February 03, 2012
By Ellie Winninghoff
Customer satisfaction, employee access to health care, and carbon emissions per unit of revenue aren’t the sorts of metrics you find in a company’s financial statements. But they represent non-financial impacts companies create. And they are among the 30 or so environmental, social and governance indicators that HIP Investor Inc. says can lead to higher profits.
“These are not ethical values but leading indicators of performance,” says Paul Herman, CEO of HIP, which stands for Human Impact + Profit. The San Francisco-based registered investment advisor and asset manager employs a multi-disciplinary approach that marries finances with sustainability. Among other things, the company offers separately-managed accounts for client portfolios and has developed a handful of investment indexes based on its sustainability ethos.
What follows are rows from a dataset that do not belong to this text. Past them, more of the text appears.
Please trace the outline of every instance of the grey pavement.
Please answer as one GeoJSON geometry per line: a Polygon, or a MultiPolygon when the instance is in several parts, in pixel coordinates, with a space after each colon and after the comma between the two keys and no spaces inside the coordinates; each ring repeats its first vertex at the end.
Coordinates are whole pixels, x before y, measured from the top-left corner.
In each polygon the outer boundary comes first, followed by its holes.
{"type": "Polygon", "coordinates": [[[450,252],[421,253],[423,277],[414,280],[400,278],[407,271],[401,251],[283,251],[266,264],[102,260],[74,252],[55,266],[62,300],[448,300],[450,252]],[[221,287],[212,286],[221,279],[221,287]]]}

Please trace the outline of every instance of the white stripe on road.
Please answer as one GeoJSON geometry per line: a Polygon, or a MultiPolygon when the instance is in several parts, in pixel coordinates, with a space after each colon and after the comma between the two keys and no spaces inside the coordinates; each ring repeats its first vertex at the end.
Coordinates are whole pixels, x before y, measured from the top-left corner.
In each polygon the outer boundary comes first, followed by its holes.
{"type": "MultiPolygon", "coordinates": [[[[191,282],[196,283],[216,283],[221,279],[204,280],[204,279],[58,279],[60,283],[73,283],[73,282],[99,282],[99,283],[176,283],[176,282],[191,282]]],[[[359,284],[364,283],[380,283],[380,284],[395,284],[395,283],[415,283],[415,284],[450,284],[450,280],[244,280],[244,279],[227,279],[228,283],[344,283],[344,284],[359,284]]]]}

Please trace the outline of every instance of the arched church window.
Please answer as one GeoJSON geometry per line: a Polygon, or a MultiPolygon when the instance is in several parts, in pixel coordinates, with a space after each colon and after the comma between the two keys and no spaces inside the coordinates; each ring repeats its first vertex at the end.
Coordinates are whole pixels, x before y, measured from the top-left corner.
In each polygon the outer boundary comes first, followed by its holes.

That includes its HIP 100 portfolio that uses the company’s proprietary sustainability criteria to re-weight the S&P 100 index, which is based on market capitalization.
“You own more of the leading sustainability companies and less of the laggards,” Herman says. “This allows you to be more diversified [than if you invest in a traditional SRI fund.]”
In terms of how companies are weighted, the difference between the S&P 100 and the HIP 100 can be significant. The HIP 100’s top three holdings are Intel, Hewlett-Packard and Cisco Systems, which are numbers 17, 42 and 23 in S&P’s index, respectively. They account for 4.8% in the HIP portfolio versus 3.9% in the S&P index.